以上两种形式比较容易搞混(通常在是否使用转置之间徘徊),在使用时务必要说明使用哪种布局!但是实际读论文时很少看到作者写明到底用的哪种,此时需要结合上下文进行判断,推理出论文公式使用的何种布局。另外,值得说明的是,如果作者没有明确说明,自己又懒得看,这时候你可以认为作者使用了“混合布局”,具体地:\(\frac{\partial \mathbf{y}}{\partial {x}}\) 按照分子布局,\(\frac{\partial {y}}{\partial \mathbf{x}}\) 按照分母布局3

以分母布局为例,常用的矩阵求导公式有:

\[ \begin{aligned} \frac{\partial \mathbf{x}^{\top} \mathbf{a}}{\partial \mathbf{x}}&=\mathbf{a} \\ \frac{\partial \mathbf{A} \mathbf{x}}{\partial \mathbf{x}}&=\mathbf{A}^{\top} \\ \frac{\partial \mathbf{x}^{\top} \mathbf{A} \mathbf{x}}{\partial \mathbf{x}}&=\left(\mathbf{A}+\mathbf{A}^{\top}\right) \mathbf{x} \\ \frac{\partial \mathbf{u}^{\top}}{\partial \mathbf{x}}&= \left( \frac{\partial \mathbf{u}}{\partial \mathbf{x}} \right)^{\top} \\ \end{aligned} \]
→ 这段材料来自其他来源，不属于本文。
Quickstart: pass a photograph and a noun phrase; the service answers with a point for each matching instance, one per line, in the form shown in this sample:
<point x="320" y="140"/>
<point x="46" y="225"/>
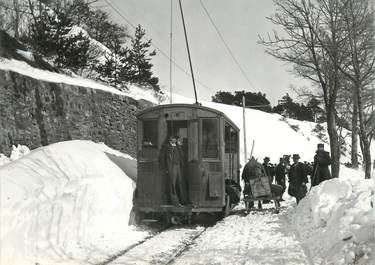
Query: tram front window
<point x="150" y="139"/>
<point x="210" y="138"/>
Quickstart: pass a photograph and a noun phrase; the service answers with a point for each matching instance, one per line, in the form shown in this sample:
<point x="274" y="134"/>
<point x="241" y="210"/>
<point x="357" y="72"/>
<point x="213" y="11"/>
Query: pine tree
<point x="52" y="37"/>
<point x="140" y="60"/>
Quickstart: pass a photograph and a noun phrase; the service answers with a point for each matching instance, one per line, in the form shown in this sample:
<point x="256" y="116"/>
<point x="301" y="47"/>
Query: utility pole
<point x="170" y="55"/>
<point x="244" y="125"/>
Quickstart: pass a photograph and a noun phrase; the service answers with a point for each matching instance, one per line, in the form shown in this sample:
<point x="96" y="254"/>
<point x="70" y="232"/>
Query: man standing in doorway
<point x="170" y="161"/>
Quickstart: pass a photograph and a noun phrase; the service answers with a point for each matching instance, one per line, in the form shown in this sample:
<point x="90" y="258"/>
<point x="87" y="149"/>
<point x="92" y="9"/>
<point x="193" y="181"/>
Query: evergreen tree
<point x="52" y="36"/>
<point x="288" y="108"/>
<point x="140" y="60"/>
<point x="223" y="97"/>
<point x="252" y="99"/>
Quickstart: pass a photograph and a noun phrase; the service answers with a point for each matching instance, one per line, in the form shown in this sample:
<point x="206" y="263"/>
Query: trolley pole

这里有个小技巧,即分母布局中要加个转置,这是为什么呢?因为分母布局中要求按照分母的排列方式进行组织(一般为列),而分子呢,则"被迫"需要进行转置,反映在求导结果上也就需要转置。

\(\mathbf{W}\)为对称矩阵时,我们有如下公式2\[ \begin{aligned} \frac{\partial}{\partial \mathbf{s}}(\mathbf{x}-\mathbf{A} \mathbf{s})^{T} \mathbf{W}(\mathbf{x}-\mathbf{A} \mathbf{s}) &=-2 \mathbf{A}^{T} \mathbf{W}(\mathbf{x}-\mathbf{A} \mathbf{s}) \\ \frac{\partial}{\partial \mathbf{x}}(\mathbf{x}-\mathbf{s})^{T} \mathbf{W}(\mathbf{x}-\mathbf{s}) &=2 \mathbf{W}(\mathbf{x}-\mathbf{s}) \\ \frac{\partial}{\partial \mathbf{s}}(\mathbf{x}-\mathbf{s})^{T} \mathbf{W}(\mathbf{x}-\mathbf{s}) &=-2 \mathbf{W}(\mathbf{x}-\mathbf{s}) \\ \frac{\partial}{\partial \mathbf{x}}(\mathbf{x}-\mathbf{A} \mathbf{s})^{T} \mathbf{W}(\mathbf{x}-\mathbf{A} \mathbf{s}) &=2 \mathbf{W}(\mathbf{x}-\mathbf{A} \mathbf{s}) \\ \frac{\partial}{\partial \mathbf{A}}(\mathbf{x}-\mathbf{A} \mathbf{s})^{T} \mathbf{W}(\mathbf{x}-\mathbf{A} \mathbf{s}) &=-2 \mathbf{W}(\mathbf{x}-\mathbf{A} \mathbf{s}) \mathbf{s}^{T} \end{aligned} \]

小节3

  • 向量对向量求导

  • 标量对向量求导

特别需要注意的是: \[ \begin{aligned} \frac{\partial \mathbf{u}^{\top} \mathbf{v}}{\partial \mathbf{x}} &= \mathbf{u}^{\top} \frac{\partial \mathbf{v}}{\partial \mathbf{x}}+\mathbf{v}^{\top} \frac{\partial \mathbf{u}}{\partial \mathbf{x}} (分子布局) \\ \frac{\partial \mathbf{u}^{\top} \mathbf{v}}{\partial \mathbf{x}} &= \frac{\partial \mathbf{u}}{\partial \mathbf{x}} \mathbf{v}+\frac{\partial \mathbf{v}}{\partial \mathbf{x}} \mathbf{u} (分母布局) \end{aligned} \]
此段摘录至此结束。